Reliability is dependent on completely different factors when it comes to social media. First it needs to be likable. If it does not fit the spectrum of the user’s opinion, it is considered to be less likely to be real. Secondly, it depends on how many people like or share that same link or links that are similar. The more people talk about it in the twittersphere, the more likely it is for the news to be true unless someone is pointing out the forgery.
People quickly assume that there are several resources that can be cited to “definitely” be true. News agencies are one of those examples. They are dedicated companies that define their output to be publishing real information about the world. However, misreporting or biased reporting has never been anything strange. After all, news agencies are businesses too and they will always find ways to “excite” their readers. Media has an interesting way of changing our mindset. Newspapers can become propaganda while forums are user-generated and thus bias-sensitive. Social Media is the combination of both, projecting news and bias in a way that makes you think in certain ways.
When the Winter Olympics in Sochi were in progress, journalists began to ponder the fairness of the judging panel due to questionable results that surprised many people.

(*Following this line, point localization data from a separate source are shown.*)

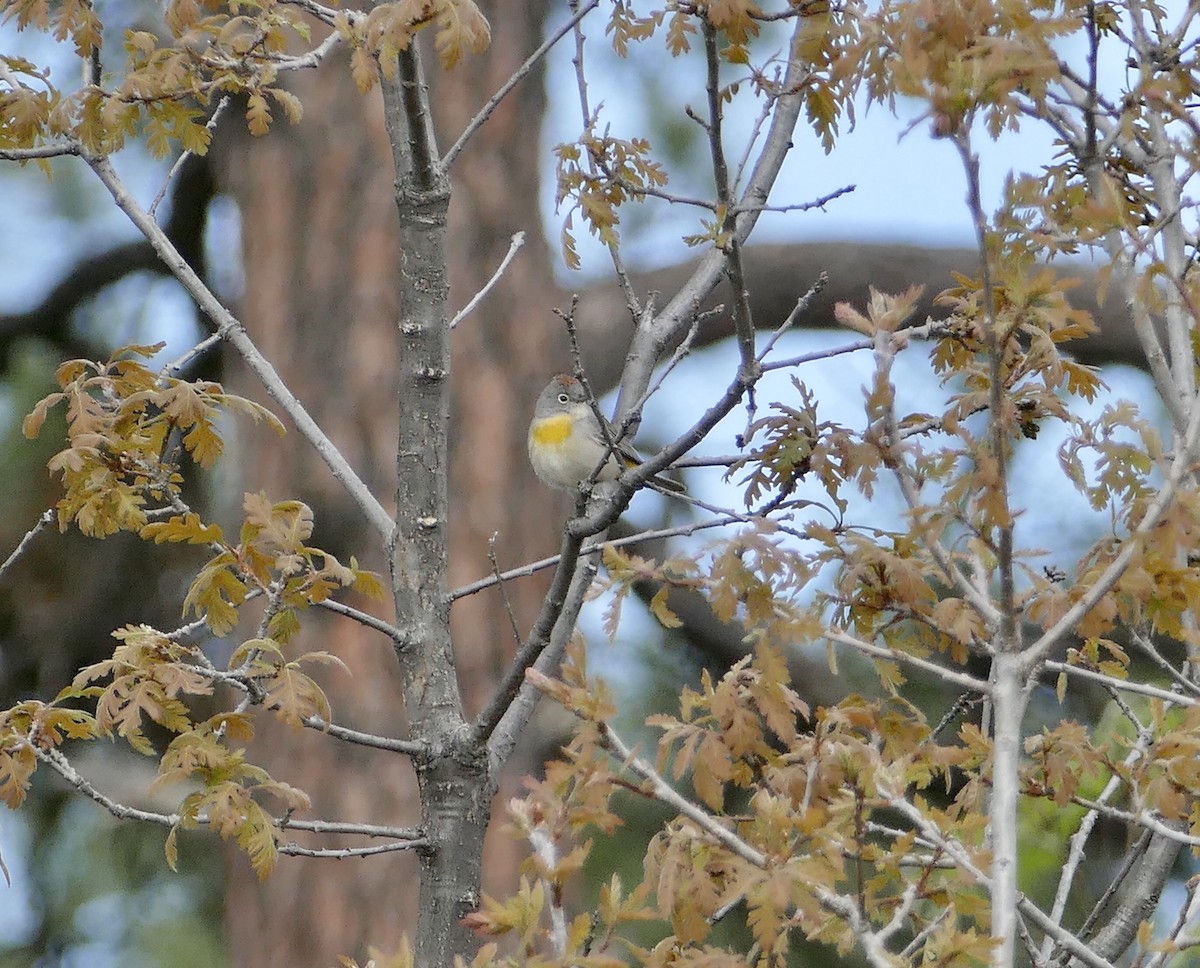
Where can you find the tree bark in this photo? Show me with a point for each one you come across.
(322, 299)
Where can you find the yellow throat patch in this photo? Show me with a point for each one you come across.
(553, 431)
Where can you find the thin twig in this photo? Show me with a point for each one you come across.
(232, 330)
(210, 126)
(43, 521)
(514, 246)
(484, 113)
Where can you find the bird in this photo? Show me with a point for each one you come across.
(567, 444)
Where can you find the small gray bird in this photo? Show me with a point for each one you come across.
(565, 442)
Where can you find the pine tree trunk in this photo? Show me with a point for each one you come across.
(322, 281)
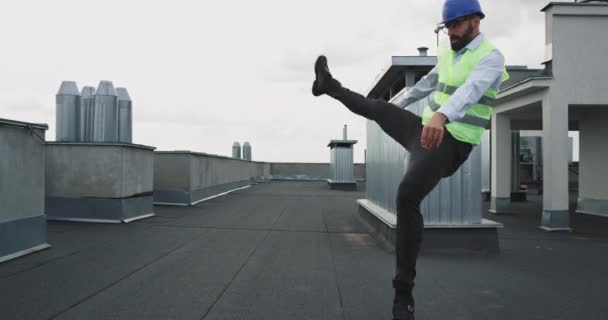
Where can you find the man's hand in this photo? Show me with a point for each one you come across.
(433, 131)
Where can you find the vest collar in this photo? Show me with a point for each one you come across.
(473, 45)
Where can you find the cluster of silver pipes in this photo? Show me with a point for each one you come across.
(236, 151)
(104, 115)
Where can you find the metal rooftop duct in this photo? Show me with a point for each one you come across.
(247, 151)
(105, 128)
(86, 113)
(67, 112)
(125, 116)
(236, 150)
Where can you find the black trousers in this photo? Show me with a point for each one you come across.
(425, 169)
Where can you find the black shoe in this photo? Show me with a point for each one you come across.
(324, 82)
(403, 303)
(403, 311)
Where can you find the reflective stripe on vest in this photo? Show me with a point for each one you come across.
(468, 119)
(449, 90)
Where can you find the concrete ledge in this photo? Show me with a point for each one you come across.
(190, 198)
(342, 185)
(556, 220)
(500, 205)
(482, 238)
(99, 210)
(592, 206)
(519, 196)
(22, 237)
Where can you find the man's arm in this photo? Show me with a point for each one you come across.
(487, 73)
(423, 88)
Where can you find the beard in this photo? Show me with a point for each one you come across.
(458, 43)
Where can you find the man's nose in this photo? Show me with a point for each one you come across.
(451, 32)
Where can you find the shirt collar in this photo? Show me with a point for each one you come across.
(474, 44)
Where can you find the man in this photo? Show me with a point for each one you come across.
(463, 85)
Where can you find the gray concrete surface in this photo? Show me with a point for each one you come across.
(185, 177)
(593, 174)
(80, 170)
(296, 250)
(309, 171)
(21, 171)
(22, 222)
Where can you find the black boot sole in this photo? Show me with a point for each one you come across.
(321, 71)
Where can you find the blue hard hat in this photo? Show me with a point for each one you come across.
(454, 9)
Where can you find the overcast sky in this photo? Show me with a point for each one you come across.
(203, 74)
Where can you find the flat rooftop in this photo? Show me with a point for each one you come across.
(297, 250)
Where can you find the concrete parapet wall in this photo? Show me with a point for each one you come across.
(100, 182)
(80, 170)
(186, 178)
(21, 171)
(309, 171)
(23, 227)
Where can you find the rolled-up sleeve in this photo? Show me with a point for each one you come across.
(423, 88)
(487, 73)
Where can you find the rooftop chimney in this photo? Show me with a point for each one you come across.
(422, 51)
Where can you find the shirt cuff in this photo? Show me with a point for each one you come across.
(449, 113)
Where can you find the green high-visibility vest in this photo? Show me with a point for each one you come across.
(453, 75)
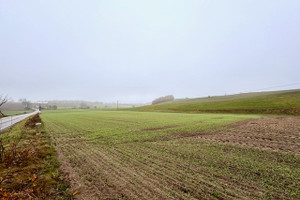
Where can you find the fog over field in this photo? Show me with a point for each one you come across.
(135, 51)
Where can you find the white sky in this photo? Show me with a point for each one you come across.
(136, 50)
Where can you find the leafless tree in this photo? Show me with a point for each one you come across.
(3, 100)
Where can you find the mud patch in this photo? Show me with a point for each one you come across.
(281, 133)
(159, 128)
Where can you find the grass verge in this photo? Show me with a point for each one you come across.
(28, 168)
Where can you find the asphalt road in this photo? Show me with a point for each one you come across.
(7, 122)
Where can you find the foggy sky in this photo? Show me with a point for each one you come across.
(136, 50)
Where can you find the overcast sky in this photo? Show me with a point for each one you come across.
(136, 50)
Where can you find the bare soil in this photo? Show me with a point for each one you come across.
(280, 133)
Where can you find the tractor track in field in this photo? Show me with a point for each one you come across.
(106, 174)
(145, 170)
(272, 133)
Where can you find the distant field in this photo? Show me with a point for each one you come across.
(144, 155)
(278, 102)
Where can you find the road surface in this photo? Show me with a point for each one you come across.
(7, 122)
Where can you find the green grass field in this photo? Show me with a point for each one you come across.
(15, 112)
(144, 155)
(277, 102)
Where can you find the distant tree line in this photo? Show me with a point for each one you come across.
(163, 99)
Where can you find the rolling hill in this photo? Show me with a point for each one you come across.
(274, 102)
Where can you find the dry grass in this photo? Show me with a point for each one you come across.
(29, 169)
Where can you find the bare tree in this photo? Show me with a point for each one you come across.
(3, 100)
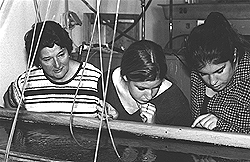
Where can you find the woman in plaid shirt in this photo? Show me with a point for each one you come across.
(219, 60)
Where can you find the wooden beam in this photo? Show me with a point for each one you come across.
(153, 130)
(199, 11)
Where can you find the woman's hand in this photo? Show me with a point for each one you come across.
(148, 113)
(111, 111)
(208, 121)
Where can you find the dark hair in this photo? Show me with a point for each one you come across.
(52, 33)
(215, 42)
(144, 61)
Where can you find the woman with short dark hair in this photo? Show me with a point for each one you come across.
(54, 76)
(220, 79)
(140, 91)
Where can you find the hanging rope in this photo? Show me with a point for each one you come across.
(84, 65)
(108, 72)
(28, 70)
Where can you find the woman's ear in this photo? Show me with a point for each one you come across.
(235, 55)
(125, 78)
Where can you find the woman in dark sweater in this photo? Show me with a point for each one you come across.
(139, 91)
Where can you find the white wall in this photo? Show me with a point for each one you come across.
(21, 16)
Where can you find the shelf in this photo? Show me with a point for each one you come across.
(200, 11)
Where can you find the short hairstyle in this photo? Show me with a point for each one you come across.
(215, 42)
(52, 33)
(144, 61)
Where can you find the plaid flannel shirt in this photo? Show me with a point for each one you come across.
(231, 105)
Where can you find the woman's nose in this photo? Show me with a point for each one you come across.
(149, 94)
(213, 80)
(56, 63)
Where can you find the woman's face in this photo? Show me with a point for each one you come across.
(217, 76)
(143, 92)
(55, 62)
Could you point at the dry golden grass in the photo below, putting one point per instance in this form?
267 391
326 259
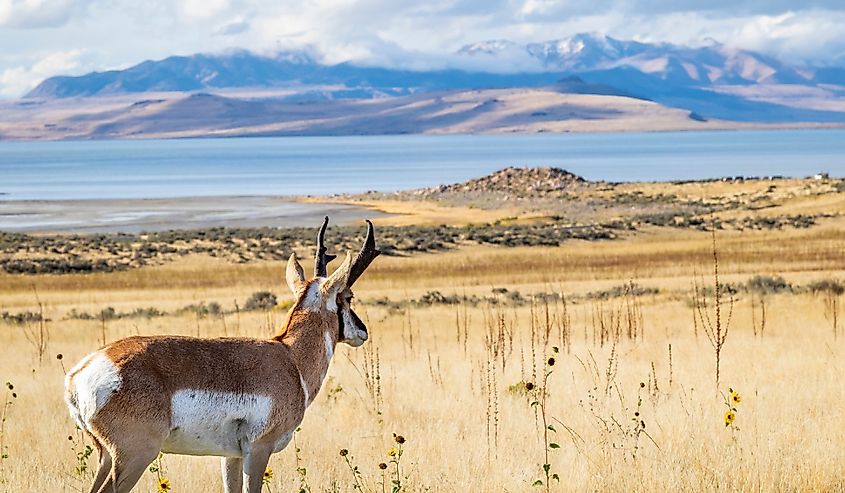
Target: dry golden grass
444 392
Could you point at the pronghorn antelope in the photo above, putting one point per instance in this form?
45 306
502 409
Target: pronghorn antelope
237 398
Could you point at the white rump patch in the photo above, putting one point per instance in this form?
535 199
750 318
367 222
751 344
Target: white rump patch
205 422
304 387
91 387
327 339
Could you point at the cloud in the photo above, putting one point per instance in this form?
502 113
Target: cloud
232 28
203 9
17 80
38 13
399 33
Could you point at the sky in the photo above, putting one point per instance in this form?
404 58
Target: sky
41 38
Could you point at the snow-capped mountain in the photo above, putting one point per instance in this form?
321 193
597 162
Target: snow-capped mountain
710 64
712 80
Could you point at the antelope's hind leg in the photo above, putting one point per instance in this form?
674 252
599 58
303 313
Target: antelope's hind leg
255 463
103 469
233 469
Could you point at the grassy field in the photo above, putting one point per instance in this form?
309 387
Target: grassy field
630 403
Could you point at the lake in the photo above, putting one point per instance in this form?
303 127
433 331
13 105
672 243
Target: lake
142 169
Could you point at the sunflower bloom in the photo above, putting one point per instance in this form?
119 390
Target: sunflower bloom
163 485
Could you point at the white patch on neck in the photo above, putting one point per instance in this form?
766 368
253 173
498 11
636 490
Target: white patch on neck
313 300
209 422
304 387
89 386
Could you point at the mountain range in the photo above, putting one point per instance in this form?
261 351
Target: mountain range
712 82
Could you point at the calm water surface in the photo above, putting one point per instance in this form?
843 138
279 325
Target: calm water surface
326 165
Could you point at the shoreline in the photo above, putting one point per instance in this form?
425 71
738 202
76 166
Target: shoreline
95 216
724 126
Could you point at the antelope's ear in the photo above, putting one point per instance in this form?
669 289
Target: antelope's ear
294 275
339 278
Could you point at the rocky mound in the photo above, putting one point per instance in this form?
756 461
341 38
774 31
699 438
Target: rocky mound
516 181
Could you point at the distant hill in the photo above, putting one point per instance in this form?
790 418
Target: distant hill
712 82
518 182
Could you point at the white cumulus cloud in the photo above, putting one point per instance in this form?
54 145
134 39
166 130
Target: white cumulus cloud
17 80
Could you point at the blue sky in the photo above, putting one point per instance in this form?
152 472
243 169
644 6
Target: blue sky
41 38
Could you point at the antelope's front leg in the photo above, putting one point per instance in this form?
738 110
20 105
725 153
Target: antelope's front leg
255 463
233 481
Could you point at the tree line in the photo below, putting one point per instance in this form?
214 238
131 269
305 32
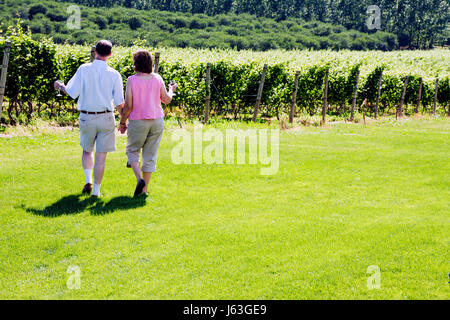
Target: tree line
179 29
419 24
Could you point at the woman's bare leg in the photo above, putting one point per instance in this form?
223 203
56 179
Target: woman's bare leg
147 177
137 170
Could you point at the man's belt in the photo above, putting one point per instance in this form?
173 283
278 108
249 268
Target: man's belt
101 112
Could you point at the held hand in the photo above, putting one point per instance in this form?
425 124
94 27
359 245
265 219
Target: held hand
173 87
123 128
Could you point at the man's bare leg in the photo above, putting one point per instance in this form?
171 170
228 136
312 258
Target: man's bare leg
88 163
147 177
87 160
99 171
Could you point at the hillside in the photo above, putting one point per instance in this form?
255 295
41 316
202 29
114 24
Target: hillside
419 24
177 29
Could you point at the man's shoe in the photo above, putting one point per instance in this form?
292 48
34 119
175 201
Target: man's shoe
139 188
87 188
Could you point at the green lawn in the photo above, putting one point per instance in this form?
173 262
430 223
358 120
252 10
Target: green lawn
346 197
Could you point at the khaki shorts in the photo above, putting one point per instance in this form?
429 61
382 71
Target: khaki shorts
144 135
98 128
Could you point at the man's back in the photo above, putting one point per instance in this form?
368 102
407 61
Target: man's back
97 86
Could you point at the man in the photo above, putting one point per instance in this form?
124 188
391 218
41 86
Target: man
99 89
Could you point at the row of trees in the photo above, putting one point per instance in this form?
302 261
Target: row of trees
35 65
419 23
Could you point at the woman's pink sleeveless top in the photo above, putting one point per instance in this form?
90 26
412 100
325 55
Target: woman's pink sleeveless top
146 97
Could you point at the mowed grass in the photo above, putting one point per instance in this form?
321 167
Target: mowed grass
346 197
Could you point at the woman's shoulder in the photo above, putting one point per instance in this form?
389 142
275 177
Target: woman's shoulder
157 76
131 78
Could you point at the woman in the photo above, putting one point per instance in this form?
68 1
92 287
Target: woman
144 93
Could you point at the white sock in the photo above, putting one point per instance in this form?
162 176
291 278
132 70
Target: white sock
88 175
96 191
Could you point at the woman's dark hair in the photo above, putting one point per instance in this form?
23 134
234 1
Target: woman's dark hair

This soon took over as the top trending subject on social media, escalating into mass outcry for justice. What can be seen is how users on social media trust that prominent writers are objective in their wordings and thus will write what is assumed to be true. They then broadcast it to their followers who will think the same. Over a short span of time, the amount of users sharing this news will have grown exponentially and thus increasing the trustability. As it is shared by so many, the online world must believe that this is true and thus quickly, Russia was blamed for unfair treatment to the athletes at the Winter Olympics.
The argument here is not whether the judging panel was correct or not, but rather how much the user can trusts their sources based on no research. How true things can be should be determined through critical deduction. This can be done by asking the right questions. Who said it, who is that person, what did he say, how well can he source his facts, etc. Asking critical questions is important not just to evaluate the reliability of any source, but also in your daily life. Are you just going to believe what people say? or will you question them and attempt to find out what is true or not for yourselves?
Do not assume information to be absolutely correct per definition just because it comes from a person you trust. Everyone can make mistakes and sometimes this is broadcasted and shared with millions of people. However if we learn to recognize these issues, hopefully one day we find ourselves able to distinguish and analyze what is good news and what is not.